I am doing a systematic literature review on theories for measuring user satisfaction. I have to rate the quality of these theories, and one of the criteria should be the number of participants in the initial validation. So, we assume that each published theory was tested at least once for the initial publication (not always true, but the ones who didn't bother get a zero rating in my evaluation), and the ones who used too little participants get a rating decrease.
I don't have to be very precise in this. I will be rating overall quality on a five-point ordinal scale, and I think it will be sufficient to really have only three ratings of participants, "too little", "enough" and "a whole lot", and adjust the quality rating one step up for "a whole lot" and one step down for "too little".
But there is still the tripping point: when do I set the cutoff point between the three categories?
Note that I am dealing with very large variations in theory and experiment design here, and with generally bad reporting.

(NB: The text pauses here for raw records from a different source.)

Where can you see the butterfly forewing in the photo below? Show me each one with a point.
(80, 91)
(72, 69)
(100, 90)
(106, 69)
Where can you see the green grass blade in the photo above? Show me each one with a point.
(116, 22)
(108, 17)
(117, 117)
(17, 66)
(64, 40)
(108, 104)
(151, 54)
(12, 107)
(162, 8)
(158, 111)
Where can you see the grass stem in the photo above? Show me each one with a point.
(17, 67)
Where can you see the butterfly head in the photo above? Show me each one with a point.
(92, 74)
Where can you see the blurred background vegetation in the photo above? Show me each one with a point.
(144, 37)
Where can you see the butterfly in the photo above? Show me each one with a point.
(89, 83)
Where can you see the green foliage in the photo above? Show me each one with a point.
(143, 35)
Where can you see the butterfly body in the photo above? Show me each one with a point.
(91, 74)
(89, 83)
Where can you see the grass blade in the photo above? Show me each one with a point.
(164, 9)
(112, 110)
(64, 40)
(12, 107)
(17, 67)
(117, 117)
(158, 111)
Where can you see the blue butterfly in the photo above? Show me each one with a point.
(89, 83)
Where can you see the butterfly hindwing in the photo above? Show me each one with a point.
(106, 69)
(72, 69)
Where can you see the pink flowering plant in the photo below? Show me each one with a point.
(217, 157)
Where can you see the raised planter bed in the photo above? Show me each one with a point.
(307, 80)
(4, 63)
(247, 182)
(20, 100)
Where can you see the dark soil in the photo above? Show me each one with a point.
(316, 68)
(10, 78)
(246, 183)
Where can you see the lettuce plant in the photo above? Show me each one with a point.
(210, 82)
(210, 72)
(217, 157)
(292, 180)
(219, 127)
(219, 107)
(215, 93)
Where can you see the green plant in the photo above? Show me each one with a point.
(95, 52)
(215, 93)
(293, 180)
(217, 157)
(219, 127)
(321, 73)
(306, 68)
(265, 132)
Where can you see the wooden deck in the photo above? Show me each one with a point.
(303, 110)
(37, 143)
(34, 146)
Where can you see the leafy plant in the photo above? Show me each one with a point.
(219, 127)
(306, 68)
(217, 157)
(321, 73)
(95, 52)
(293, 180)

I cannot create a cutoff based on common metrics for effect size such as Cohen's d, because most of these study don't report such a metric at all.
Is there any way to create rough categrization criteria across studies based on just participant number and the complexity of the theory? For the number of variables, I think that dividing the number of participants by the number of variable relations proposed by the theory will be good enough for me. (So, if study A studies the relation of one variable to satisfaction, and study B studies the relation of three variables to satisfaction, study B needs three times as many participants to be considered the same quality). But what do I do from there? I thought of making a relative comparison by using quantiles from the distributions of all studies I find, and call, say, the worst 20% of studies bad and the best 20% good. But I am not sure this will be a good strategy, as I expect a skewed distribution, and software engineering empirical experiments are known to have lower standards than those in other disciplines.
I am aware that I can't do a really good comparison here, as it requires data I don't have. But is there a way of generalizing based on number of participants which is not worse than useless?